Output in HTTPs

There are several HTTP-based nAttrMon outputs. Following the alphanumeric loading order on the nAttrMon’s output folder the first output plug to use HTTP, without providing a specific or different port (defaults to 8090) as others will be the first one to start the HTTP server.

We can configure this HTTP server to use SSL certificates. Here are some examples:

Using a self-signed generated certificate

Let’s start by generating a self-signed certificate (4096 bits valid for 1 year) using the openaf console:

> var host = "my_nattrmon_host.domain.local"; // provide the domain for which you are generating the certificate
> ow.loadJava();
> var c = new ow.java.cipher(); // creating a java cipher object
> var kp = c.genKeyPair(4096);  // generate an in-memory 4096 bits key-pair
> var cert = c.genCert("cn=" + host, kp.publicKey, kp.privateKey, new Date(now() + 31536000000), void 0, "/some/folder/ssl.jks", "sslpasswd");
> encryptText
Enter text:
Encrypted text: 797AD06F0FB6E1E6F4B17EB182670494D3EA259B24245847062CCA0C5D023F26

And then edit the HTTP plug, for example as 00.http.yaml:

output:
  name         : Output HTTP
  description  : >
    Provides a very basic web site for read-only access to the inputs and warnings generated. It uses the nOutput_HTTPJSON to
    retrieve the necessary data when needed.
  execFrom     : nOutput_HTTP
  execArgs     :
     title      : Some title
     keyStore   : /some/folder/ssl.jks
     keyPassword: 797AD06F0FB6E1E6F4B17EB182670494D3EA259B24245847062CCA0C5D023F26

Keep in mind that:

  • the keyPassword is actually the Java Key Store (jks) password and not related with the key itself
  • the hostname provided must match the one used to access through HTTP (that’s how Java will figure out the right certificate)

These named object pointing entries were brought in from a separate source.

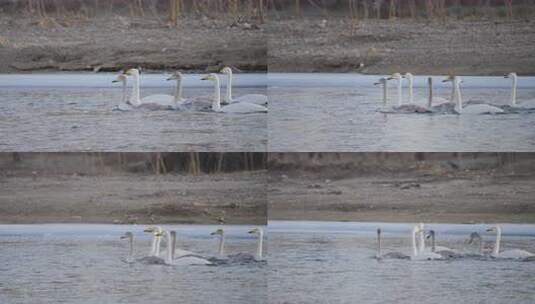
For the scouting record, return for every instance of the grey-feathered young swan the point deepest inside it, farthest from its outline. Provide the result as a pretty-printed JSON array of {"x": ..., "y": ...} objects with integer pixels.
[
  {"x": 238, "y": 107},
  {"x": 258, "y": 99},
  {"x": 471, "y": 108}
]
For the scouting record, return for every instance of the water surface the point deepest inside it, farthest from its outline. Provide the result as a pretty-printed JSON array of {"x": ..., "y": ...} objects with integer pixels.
[
  {"x": 331, "y": 262},
  {"x": 82, "y": 264},
  {"x": 73, "y": 112},
  {"x": 339, "y": 112}
]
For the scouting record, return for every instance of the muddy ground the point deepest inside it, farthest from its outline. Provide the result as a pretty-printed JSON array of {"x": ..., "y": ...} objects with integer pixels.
[
  {"x": 467, "y": 196},
  {"x": 281, "y": 44},
  {"x": 235, "y": 198},
  {"x": 111, "y": 42},
  {"x": 388, "y": 46}
]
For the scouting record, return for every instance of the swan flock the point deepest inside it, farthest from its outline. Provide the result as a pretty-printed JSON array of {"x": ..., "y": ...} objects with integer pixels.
[
  {"x": 177, "y": 256},
  {"x": 452, "y": 105},
  {"x": 250, "y": 103},
  {"x": 419, "y": 251}
]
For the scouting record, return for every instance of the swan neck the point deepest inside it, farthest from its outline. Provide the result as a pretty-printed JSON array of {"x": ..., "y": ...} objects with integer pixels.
[
  {"x": 458, "y": 96},
  {"x": 513, "y": 92},
  {"x": 385, "y": 94},
  {"x": 378, "y": 245},
  {"x": 221, "y": 250},
  {"x": 411, "y": 96},
  {"x": 216, "y": 104},
  {"x": 135, "y": 90},
  {"x": 498, "y": 240},
  {"x": 123, "y": 98},
  {"x": 259, "y": 246},
  {"x": 178, "y": 91},
  {"x": 169, "y": 253},
  {"x": 399, "y": 92},
  {"x": 430, "y": 99},
  {"x": 228, "y": 97},
  {"x": 414, "y": 248}
]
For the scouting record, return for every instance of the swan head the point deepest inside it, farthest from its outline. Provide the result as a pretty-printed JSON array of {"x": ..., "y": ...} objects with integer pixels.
[
  {"x": 132, "y": 72},
  {"x": 226, "y": 71},
  {"x": 511, "y": 75},
  {"x": 119, "y": 78},
  {"x": 473, "y": 237},
  {"x": 381, "y": 81},
  {"x": 212, "y": 77},
  {"x": 176, "y": 76},
  {"x": 396, "y": 76},
  {"x": 494, "y": 229},
  {"x": 256, "y": 231},
  {"x": 217, "y": 232},
  {"x": 127, "y": 235}
]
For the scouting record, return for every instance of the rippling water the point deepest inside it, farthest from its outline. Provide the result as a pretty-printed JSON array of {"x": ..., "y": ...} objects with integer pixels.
[
  {"x": 338, "y": 112},
  {"x": 73, "y": 112},
  {"x": 82, "y": 264},
  {"x": 312, "y": 262}
]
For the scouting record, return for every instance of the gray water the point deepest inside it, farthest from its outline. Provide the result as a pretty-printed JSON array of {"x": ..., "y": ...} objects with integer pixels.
[
  {"x": 82, "y": 264},
  {"x": 339, "y": 112},
  {"x": 329, "y": 262},
  {"x": 73, "y": 112}
]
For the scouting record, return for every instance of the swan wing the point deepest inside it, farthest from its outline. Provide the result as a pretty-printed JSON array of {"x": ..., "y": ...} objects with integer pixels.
[
  {"x": 243, "y": 108},
  {"x": 191, "y": 260},
  {"x": 160, "y": 99},
  {"x": 515, "y": 254},
  {"x": 258, "y": 99},
  {"x": 481, "y": 109}
]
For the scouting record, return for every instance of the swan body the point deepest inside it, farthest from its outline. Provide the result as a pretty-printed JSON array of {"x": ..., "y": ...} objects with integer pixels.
[
  {"x": 151, "y": 102},
  {"x": 258, "y": 99},
  {"x": 238, "y": 108},
  {"x": 473, "y": 108},
  {"x": 191, "y": 259},
  {"x": 124, "y": 104},
  {"x": 507, "y": 254},
  {"x": 144, "y": 260},
  {"x": 389, "y": 255},
  {"x": 525, "y": 105},
  {"x": 417, "y": 253}
]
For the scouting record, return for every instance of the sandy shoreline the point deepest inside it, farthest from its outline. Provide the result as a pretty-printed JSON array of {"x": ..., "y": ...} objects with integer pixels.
[
  {"x": 465, "y": 197},
  {"x": 237, "y": 198},
  {"x": 110, "y": 43}
]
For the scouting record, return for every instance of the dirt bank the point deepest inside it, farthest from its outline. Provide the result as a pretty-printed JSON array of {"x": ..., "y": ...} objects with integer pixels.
[
  {"x": 317, "y": 44},
  {"x": 111, "y": 42},
  {"x": 236, "y": 198},
  {"x": 462, "y": 196}
]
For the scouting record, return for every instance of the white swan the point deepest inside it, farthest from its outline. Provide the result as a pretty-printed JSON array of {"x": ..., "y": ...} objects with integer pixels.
[
  {"x": 130, "y": 257},
  {"x": 390, "y": 255},
  {"x": 124, "y": 104},
  {"x": 157, "y": 233},
  {"x": 528, "y": 104},
  {"x": 258, "y": 99},
  {"x": 153, "y": 102},
  {"x": 506, "y": 254},
  {"x": 442, "y": 250},
  {"x": 410, "y": 107},
  {"x": 182, "y": 260},
  {"x": 260, "y": 240},
  {"x": 239, "y": 107},
  {"x": 473, "y": 108},
  {"x": 417, "y": 254}
]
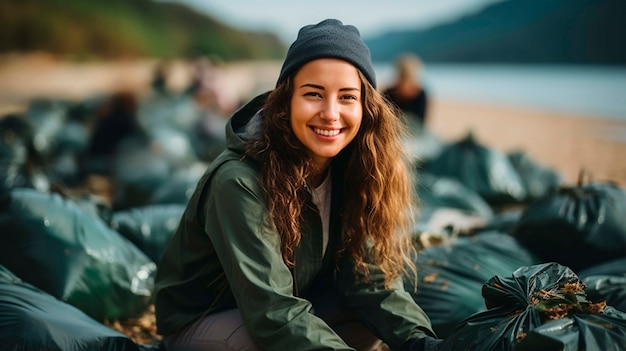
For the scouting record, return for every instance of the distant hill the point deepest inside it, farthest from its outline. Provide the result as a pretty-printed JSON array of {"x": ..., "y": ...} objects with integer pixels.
[
  {"x": 122, "y": 28},
  {"x": 520, "y": 31}
]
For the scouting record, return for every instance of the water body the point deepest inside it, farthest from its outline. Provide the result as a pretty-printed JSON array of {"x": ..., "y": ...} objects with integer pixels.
[{"x": 596, "y": 91}]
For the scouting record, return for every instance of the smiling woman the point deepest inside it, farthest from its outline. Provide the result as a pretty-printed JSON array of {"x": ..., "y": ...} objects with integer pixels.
[
  {"x": 326, "y": 109},
  {"x": 298, "y": 236}
]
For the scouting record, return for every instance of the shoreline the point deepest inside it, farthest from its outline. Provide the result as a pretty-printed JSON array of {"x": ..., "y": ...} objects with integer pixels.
[
  {"x": 558, "y": 140},
  {"x": 567, "y": 144}
]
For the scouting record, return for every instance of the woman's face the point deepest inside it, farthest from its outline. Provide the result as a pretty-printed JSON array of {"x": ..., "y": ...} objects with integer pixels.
[{"x": 326, "y": 107}]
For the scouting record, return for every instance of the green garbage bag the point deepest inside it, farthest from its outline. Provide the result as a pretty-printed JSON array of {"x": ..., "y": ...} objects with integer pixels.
[
  {"x": 486, "y": 171},
  {"x": 56, "y": 245},
  {"x": 607, "y": 281},
  {"x": 578, "y": 227},
  {"x": 451, "y": 276},
  {"x": 150, "y": 228},
  {"x": 31, "y": 319},
  {"x": 539, "y": 307}
]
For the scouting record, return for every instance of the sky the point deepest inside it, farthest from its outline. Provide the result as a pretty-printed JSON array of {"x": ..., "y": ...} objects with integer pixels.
[{"x": 372, "y": 17}]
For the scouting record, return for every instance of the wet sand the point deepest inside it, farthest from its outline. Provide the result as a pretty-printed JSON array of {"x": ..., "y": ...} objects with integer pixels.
[{"x": 564, "y": 142}]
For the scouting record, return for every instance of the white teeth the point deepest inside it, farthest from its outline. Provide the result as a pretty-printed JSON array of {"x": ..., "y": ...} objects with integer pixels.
[{"x": 325, "y": 132}]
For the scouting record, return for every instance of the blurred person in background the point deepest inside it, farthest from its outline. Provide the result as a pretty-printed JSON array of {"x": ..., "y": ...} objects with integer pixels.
[
  {"x": 407, "y": 91},
  {"x": 116, "y": 129},
  {"x": 298, "y": 235}
]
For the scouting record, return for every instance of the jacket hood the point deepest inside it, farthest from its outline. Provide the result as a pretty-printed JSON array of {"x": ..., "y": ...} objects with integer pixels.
[{"x": 245, "y": 123}]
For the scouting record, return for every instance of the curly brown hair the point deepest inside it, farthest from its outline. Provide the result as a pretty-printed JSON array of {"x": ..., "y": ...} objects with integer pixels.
[{"x": 378, "y": 209}]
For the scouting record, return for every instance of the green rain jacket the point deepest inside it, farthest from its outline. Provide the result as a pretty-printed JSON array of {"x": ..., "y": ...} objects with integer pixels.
[{"x": 225, "y": 255}]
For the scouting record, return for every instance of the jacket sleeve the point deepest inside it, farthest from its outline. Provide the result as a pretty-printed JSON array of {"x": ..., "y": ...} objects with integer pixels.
[
  {"x": 249, "y": 250},
  {"x": 391, "y": 313}
]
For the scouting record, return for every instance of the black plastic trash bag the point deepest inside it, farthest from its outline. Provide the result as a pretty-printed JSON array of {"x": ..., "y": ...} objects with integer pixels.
[
  {"x": 56, "y": 245},
  {"x": 451, "y": 276},
  {"x": 438, "y": 192},
  {"x": 578, "y": 227},
  {"x": 138, "y": 172},
  {"x": 484, "y": 170},
  {"x": 539, "y": 307},
  {"x": 31, "y": 319},
  {"x": 538, "y": 180},
  {"x": 607, "y": 281},
  {"x": 150, "y": 228}
]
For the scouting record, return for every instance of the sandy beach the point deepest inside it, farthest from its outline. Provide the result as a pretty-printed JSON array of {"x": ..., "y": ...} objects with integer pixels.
[{"x": 565, "y": 143}]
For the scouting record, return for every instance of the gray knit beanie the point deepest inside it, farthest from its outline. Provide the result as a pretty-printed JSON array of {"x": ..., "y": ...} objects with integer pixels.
[{"x": 329, "y": 38}]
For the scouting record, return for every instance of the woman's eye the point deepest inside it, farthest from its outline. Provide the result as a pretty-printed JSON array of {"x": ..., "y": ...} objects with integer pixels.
[{"x": 312, "y": 93}]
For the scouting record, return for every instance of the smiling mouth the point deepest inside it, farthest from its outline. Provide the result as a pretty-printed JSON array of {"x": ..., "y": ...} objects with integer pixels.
[{"x": 326, "y": 132}]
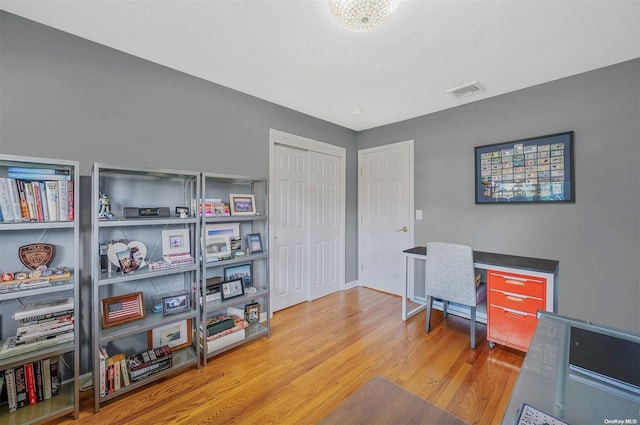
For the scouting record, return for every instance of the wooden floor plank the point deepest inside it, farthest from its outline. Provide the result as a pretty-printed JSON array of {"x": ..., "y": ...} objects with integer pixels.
[{"x": 318, "y": 354}]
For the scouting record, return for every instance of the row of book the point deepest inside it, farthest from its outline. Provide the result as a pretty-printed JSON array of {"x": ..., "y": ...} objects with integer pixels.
[
  {"x": 37, "y": 195},
  {"x": 40, "y": 325},
  {"x": 31, "y": 383},
  {"x": 117, "y": 371}
]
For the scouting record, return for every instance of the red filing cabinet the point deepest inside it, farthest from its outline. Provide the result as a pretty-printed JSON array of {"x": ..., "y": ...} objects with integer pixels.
[{"x": 512, "y": 302}]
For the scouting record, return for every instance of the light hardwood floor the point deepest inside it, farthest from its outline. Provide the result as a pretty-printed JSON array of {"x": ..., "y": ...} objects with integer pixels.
[{"x": 318, "y": 354}]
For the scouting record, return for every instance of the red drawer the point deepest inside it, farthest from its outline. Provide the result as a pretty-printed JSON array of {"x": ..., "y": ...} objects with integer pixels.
[
  {"x": 511, "y": 328},
  {"x": 517, "y": 284},
  {"x": 515, "y": 301}
]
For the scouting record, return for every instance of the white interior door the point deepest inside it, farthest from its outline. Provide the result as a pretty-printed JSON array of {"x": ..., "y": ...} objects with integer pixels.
[
  {"x": 307, "y": 219},
  {"x": 288, "y": 215},
  {"x": 325, "y": 178},
  {"x": 385, "y": 207}
]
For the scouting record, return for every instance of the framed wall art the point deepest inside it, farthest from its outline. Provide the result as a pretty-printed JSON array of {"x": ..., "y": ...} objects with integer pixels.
[
  {"x": 122, "y": 309},
  {"x": 175, "y": 335},
  {"x": 534, "y": 170},
  {"x": 231, "y": 289},
  {"x": 242, "y": 204}
]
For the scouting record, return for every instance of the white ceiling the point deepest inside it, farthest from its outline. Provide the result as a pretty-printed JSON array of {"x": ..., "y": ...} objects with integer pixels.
[{"x": 293, "y": 53}]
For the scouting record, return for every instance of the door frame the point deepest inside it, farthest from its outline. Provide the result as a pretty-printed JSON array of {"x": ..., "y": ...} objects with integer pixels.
[
  {"x": 409, "y": 278},
  {"x": 278, "y": 137}
]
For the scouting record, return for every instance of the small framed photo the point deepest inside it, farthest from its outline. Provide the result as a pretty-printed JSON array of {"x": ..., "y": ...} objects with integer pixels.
[
  {"x": 175, "y": 304},
  {"x": 242, "y": 204},
  {"x": 175, "y": 335},
  {"x": 231, "y": 289},
  {"x": 252, "y": 312},
  {"x": 254, "y": 243},
  {"x": 182, "y": 212},
  {"x": 122, "y": 309},
  {"x": 176, "y": 242},
  {"x": 243, "y": 271}
]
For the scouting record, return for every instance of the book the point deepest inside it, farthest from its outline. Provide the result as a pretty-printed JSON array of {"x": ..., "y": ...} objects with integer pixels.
[
  {"x": 63, "y": 201},
  {"x": 21, "y": 387},
  {"x": 46, "y": 378},
  {"x": 110, "y": 384},
  {"x": 10, "y": 348},
  {"x": 15, "y": 198},
  {"x": 31, "y": 171},
  {"x": 43, "y": 307},
  {"x": 151, "y": 369},
  {"x": 5, "y": 202},
  {"x": 51, "y": 189},
  {"x": 45, "y": 202},
  {"x": 56, "y": 380},
  {"x": 37, "y": 375},
  {"x": 24, "y": 207},
  {"x": 31, "y": 383},
  {"x": 10, "y": 384},
  {"x": 71, "y": 201},
  {"x": 103, "y": 356},
  {"x": 113, "y": 362},
  {"x": 38, "y": 176},
  {"x": 124, "y": 372}
]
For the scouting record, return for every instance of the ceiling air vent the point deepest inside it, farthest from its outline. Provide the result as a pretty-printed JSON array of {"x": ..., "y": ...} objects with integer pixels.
[{"x": 466, "y": 90}]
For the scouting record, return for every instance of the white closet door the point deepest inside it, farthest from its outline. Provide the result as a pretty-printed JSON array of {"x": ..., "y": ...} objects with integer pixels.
[
  {"x": 289, "y": 245},
  {"x": 325, "y": 248}
]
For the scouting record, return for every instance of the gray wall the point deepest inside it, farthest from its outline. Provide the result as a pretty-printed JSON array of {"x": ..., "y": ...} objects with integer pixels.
[
  {"x": 67, "y": 97},
  {"x": 596, "y": 239}
]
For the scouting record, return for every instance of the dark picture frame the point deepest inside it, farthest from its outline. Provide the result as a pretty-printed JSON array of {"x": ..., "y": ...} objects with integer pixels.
[
  {"x": 231, "y": 289},
  {"x": 242, "y": 271},
  {"x": 122, "y": 309},
  {"x": 176, "y": 304},
  {"x": 532, "y": 170},
  {"x": 254, "y": 243}
]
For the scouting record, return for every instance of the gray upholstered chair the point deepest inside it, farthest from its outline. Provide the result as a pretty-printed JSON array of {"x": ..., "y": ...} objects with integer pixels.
[{"x": 450, "y": 277}]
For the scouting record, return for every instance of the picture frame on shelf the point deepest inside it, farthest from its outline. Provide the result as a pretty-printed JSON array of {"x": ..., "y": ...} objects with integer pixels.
[
  {"x": 231, "y": 289},
  {"x": 242, "y": 271},
  {"x": 176, "y": 335},
  {"x": 176, "y": 242},
  {"x": 122, "y": 309},
  {"x": 242, "y": 204},
  {"x": 252, "y": 312},
  {"x": 218, "y": 237},
  {"x": 175, "y": 304},
  {"x": 182, "y": 212},
  {"x": 254, "y": 243}
]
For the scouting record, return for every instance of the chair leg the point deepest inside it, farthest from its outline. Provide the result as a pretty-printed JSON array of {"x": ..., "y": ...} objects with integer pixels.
[
  {"x": 473, "y": 327},
  {"x": 427, "y": 325}
]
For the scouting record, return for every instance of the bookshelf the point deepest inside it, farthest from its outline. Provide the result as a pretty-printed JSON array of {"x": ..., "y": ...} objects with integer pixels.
[
  {"x": 234, "y": 252},
  {"x": 145, "y": 270},
  {"x": 39, "y": 262}
]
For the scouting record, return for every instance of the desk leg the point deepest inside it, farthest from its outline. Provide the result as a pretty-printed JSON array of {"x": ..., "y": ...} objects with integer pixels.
[{"x": 406, "y": 313}]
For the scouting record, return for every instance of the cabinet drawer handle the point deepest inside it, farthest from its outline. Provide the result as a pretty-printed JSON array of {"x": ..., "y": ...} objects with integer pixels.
[{"x": 516, "y": 299}]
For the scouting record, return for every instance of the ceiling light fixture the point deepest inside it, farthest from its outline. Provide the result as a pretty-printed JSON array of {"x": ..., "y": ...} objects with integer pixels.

Using a CA signed certificate

Using the SSL certificate provided follow similar instructions to:

keytool -import -trustcacerts -file mycert.crt -keystore /some/folder/ssl.jks -storepass sslpasswd

Do note that the CA used must be already trusted by your Java setup. If not you need to import the corresponding root certificate also:

keytool -import -trustcacerts -file root.crt -keystore /some/folder/ssl.jks -storepass sslpasswd

And then edit the HTTP plug, for example as 00.http.yaml:

output:
  name         : Output HTTP
  description  : >
    Provides a very basic web site for read-only access to the inputs and warnings generated. It uses the nOutput_HTTPJSON to
    retrieve the necessary data when needed.
  execFrom     : nOutput_HTTP
  execArgs     :
     title      : Some title
     keyStore   : /some/folder/ssl.jks
     keyPassword: 797AD06F0FB6E1E6F4B17EB182670494D3EA259B24245847062CCA0C5D023F26

Keep in mind that:

  • the keyPassword is actually the Java Key Store (jks) password and not related with the key itself
  • the hostname provided must match the one used to access through HTTP (that’s how Java will figure out the right certificate)

For testing you can use the InstallCert oPack functionality and the ow.java.setIgnoreSSLDomains function.